Tuesday, September 25, 2012

How to fix a road. Chengalpet style.

Step 1: Find a small tiny road which is simultaneously used by lorries, trucks, cars, share autos, bikes, stray dogs, grazing cows, a couple of pigs and my cycle. This road must be too small to permit two-way traffic, and so who has to go off-road depends on a clear hierarchy based on size (though pedestrians still rank higher than my cycle)


Step 2: Dig up the entire side of the road making it tinier by half, because it wasnt a big enough challenge already to look death in the face every time you pass someone


Step 3: Wait for the rains to convert your open grave on the side of the road into a swimming pool


Step 4: Add a bunch of stones to spill all over the road.

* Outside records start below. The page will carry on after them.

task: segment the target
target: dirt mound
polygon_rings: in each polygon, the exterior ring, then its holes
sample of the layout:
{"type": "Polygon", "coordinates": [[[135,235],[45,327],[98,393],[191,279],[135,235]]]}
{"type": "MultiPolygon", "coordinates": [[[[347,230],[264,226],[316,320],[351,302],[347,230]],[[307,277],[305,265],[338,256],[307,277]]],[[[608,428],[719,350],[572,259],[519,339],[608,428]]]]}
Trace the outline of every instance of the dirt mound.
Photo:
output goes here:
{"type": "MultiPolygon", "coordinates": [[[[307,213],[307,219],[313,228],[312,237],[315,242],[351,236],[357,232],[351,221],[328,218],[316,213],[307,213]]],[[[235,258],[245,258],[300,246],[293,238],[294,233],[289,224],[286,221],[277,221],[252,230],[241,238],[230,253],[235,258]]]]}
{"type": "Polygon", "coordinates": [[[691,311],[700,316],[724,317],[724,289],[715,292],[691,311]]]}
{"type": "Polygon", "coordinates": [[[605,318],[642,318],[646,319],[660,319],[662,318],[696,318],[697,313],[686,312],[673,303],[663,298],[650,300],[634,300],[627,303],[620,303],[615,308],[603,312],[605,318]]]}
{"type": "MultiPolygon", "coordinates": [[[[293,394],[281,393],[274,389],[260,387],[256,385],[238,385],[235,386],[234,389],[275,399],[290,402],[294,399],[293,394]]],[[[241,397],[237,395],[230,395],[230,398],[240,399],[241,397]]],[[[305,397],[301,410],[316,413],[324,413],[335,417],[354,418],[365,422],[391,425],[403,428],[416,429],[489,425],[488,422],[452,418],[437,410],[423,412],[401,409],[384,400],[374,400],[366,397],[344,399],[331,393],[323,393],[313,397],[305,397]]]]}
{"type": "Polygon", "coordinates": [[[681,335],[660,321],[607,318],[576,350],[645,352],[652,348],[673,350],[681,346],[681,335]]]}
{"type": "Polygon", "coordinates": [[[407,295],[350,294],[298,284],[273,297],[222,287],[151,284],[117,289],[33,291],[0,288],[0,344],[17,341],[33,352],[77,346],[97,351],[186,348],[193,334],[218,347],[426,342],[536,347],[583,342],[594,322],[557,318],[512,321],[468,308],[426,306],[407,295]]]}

Because punctured tyres are fun.


Step 4: Watch as this small tiny road continues to simultaneously be used by lorries, trucks, cars, share autos, bikes, stray dogs, grazing cows, a couple of pigs and my cycle, effectively disproving Pauli's exclusion principle.


Of course there is always the alternative route. In this particular case, it looks like this:


As the saying goes, "Two roads diverged in a yellow wood, And they were both equally bad"

But then I complain too much. I'm sure the road will be fixed one day, and the two opposing lanes of traffic will live in harmony once more. 

And when that day comes, I'm sure my grandkids will be around to enjoy it.

Thursday, September 6, 2012

"GBM"

Nomenclature is a funny thing. Words often come to be used in contexts that are diametrically opposite to their actual meaning.

Take, for example, the word referring to 'professional guidance of the individual'. Counselling. Ask any twelfth standard kid waiting to be sentenced counselled to a college. Before going in he will understandably be close to a nervous breakdown. After coming out he will require another form of counselling. Grief counselling.

Another interesting phrase is the "General Body Meeting", or what college students affectionately call a GBM. Every now and then, there arises an issue that requires the full participation of the entire student fraternity to help resolve. This of course is through free and open exchange of ideas in a public forum.

At least, thats what I used to think.